文章开头已经说明,在挂载ext2文件系统时,VFS将会回调ext2_mount函数,在ext2_mount()函数中,调用VFS的mount_bdev()函数,携带了填充超级块的函数指针ext2_fill_super,VFS挂载后将会使用此函数构造超级块,函数指针原型如下:

/*
 * param1:VFS超级块对象
 * param2:mount挂载时,携带的选项数据
 * param3:未使用
 */
int ext2_fill_super(struct super_block *sb, void *data, int silent)

这个填充函数ext2_fill_super(),主要实现了几个功能:填充了VFS的超级块sb、构造了内存超级块sbi、构造持久化超级块es,具体流程见下面的分解动作:

1.获取超级块起始位置*

下面的代码是解析mount选项(get_sb_block),确认是否携带了sb=xxx参数,这个参数是指定超级块位置,单位是K。
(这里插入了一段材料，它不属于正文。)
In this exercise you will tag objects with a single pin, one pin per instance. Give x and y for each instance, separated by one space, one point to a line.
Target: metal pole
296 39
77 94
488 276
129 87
如果sb=1,表示从1K开始是超级块位置,sb的默认值就是1,也就是第二个1024位置。第一个1024位置是磁盘引导块,文件系统不使用。

unsigned long sb_block = get_sb_block(&data);
超级块位置
超级块位置

2.读取磁盘超级块***

调用sb_bread()函数,从磁盘上读取超级块,一共传递了三个非常重要的参数:

  • sb->s_bdev:块设备信息,这是挂载操作指定的块
  • block:块号,也就是起始块,超级块默认是1
  • sb->s_blocksize:块大小,默认是1024字节

读取磁盘超级块到内存之后,在首地址加了一个offset,其实offset默认值为0,如果超级块在特殊偏移位置,可以使用offset。

然后,把超级块内存首地址给了sbi的s_es域,同时获取魔术数给VFS的超级块。

if (!(bh = sb_bread(sb, logic_sb_block))) {
	ext2_msg(sb, KERN_ERR, "error: unable to read superblock");
	goto failed_sbi;
}
/*
 * Note: s_es must be initialized as soon as possible because
 *       some ext2 macro-instructions depend on its value
 */
es = (struct ext2_super_block *) (((char *)bh->b_data) + offset);
sbi->s_es = es;
sb->s_magic = le16_to_cpu(es->s_magic);

/*
 * Read a block from bdev
 */
static inline struct buffer_head *
sb_bread(struct super_block *sb, sector_t block)
{
	return __bread_gfp(sb->s_bdev, block, sb->s_blocksize, __GFP_MOVABLE);
}

3.初始化内存和VFS超级块信息1

这一部分主要是根据磁盘超级块信息,来初始化内存超级块,主要内容包括:

  • 各种挂载选项(es->s_default_mount_opts)
  • 块用户ID和组ID(es->s_def_resuid,es->s_def_resgid)
  • 检查s_rev_level、features、只读属性

这一部分代码较为简单,这里不做详细展开。

4.再次读取超级块

为什么要重新读取超级块呢,如果逻辑块大小与之前计算的不一致,需要重新计算超级块块号和偏移量,然后调用sb_bread()重新读取,整体逻辑与第2步中类似,此处不做过多赘述。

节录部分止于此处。